Qu'appelle-t-on penser ?

Le verbe « penser » et le substantif correspondant « pensée » recouvrent une grande variété d'activités, d'événements, de phénomènes ou d'états mentaux. On peut cependant distinguer deux sens principaux de ces termes. Au sens le plus large, une pensée est un certain état mental, dont le contenu représente un certain état de choses. « Il est tombé par terre parce qu'il pensait qu'il y avait une chaise derrière lui. » « J'ai tout de suite pensé que vous étiez Livingstone. » Dans ces contextes, on pourrait remplacer « penser » par « croire », « juger » ou « reconnaître ». « Penser » appartient à la catégorie des verbes que les philosophes appellent, à la suite de Russell, « attitudes propositionnelles » tels que « douter que », « vouloir que », « souhaiter que », par lesquels nous rapportons les contenus (exprimés par les propositions complétives introduites par « que ») des attitudes que nous attribuons à des individus, en particulier quand nous cherchons à expliquer leur comportement.

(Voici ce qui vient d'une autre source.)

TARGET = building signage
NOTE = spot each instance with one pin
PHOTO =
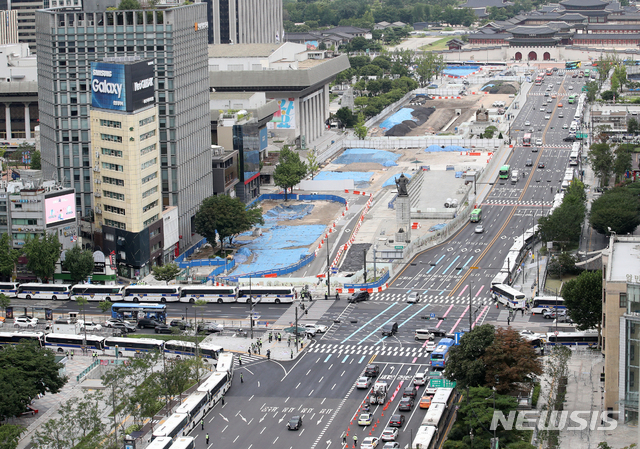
(122, 86)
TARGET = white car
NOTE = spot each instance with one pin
(25, 322)
(370, 443)
(319, 328)
(363, 382)
(389, 434)
(90, 326)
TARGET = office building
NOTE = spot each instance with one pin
(175, 39)
(244, 21)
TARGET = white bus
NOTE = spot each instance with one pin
(64, 342)
(93, 292)
(435, 416)
(161, 443)
(131, 346)
(508, 296)
(276, 295)
(151, 293)
(425, 437)
(195, 407)
(9, 289)
(225, 363)
(34, 290)
(215, 387)
(183, 443)
(174, 427)
(541, 304)
(208, 293)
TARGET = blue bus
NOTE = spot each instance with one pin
(127, 310)
(441, 353)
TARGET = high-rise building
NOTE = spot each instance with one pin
(244, 21)
(175, 39)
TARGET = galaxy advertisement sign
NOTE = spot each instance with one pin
(59, 209)
(122, 87)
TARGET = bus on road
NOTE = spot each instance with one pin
(508, 296)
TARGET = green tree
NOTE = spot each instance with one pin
(229, 216)
(618, 210)
(312, 162)
(25, 372)
(289, 171)
(592, 90)
(10, 436)
(79, 263)
(166, 272)
(360, 130)
(430, 66)
(465, 364)
(602, 160)
(583, 299)
(42, 255)
(36, 160)
(8, 256)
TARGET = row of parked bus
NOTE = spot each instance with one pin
(150, 293)
(121, 346)
(435, 421)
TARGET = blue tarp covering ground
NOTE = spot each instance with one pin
(279, 247)
(392, 181)
(399, 117)
(437, 148)
(354, 155)
(358, 177)
(460, 71)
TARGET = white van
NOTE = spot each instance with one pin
(423, 334)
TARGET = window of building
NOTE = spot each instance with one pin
(149, 206)
(24, 221)
(114, 210)
(147, 150)
(114, 167)
(110, 123)
(114, 195)
(110, 152)
(115, 224)
(114, 181)
(151, 191)
(150, 220)
(146, 121)
(150, 177)
(146, 135)
(149, 163)
(111, 138)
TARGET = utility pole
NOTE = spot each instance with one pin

En ce sens large, où « penser » est plus ou moins synonyme de « croire », une pensée n'est pas nécessairement un acte d'assentiment réfléchi à un contenu mental (le conducteur peut penser qu'il doit tourner à droite sans y réfléchir), bien qu'elle puisse l'être en principe (le conducteur peut concentrer son attention sur le fait qu'il doit tourner à droite). Au sens étroit, une pensée est un acte réfléchi, conscient et délibéré dans lequel on s'engage volontairement : le joueur d'échecs pense qu'il doit avancer sa tour, le cuisinier pense à son menu, le philosophe pense que le néant n'a pas de propriétés. Une pensée est, en ce sens, rarement un acte mental isolé : elle fait partie intégrante d'un raisonnement, d'un calcul ou d'une suite d'autres pensées. Elle est alors un processus discursif, actif et intentionnel, qui dure un certain temps, et dont le résultat peut être un certain[...]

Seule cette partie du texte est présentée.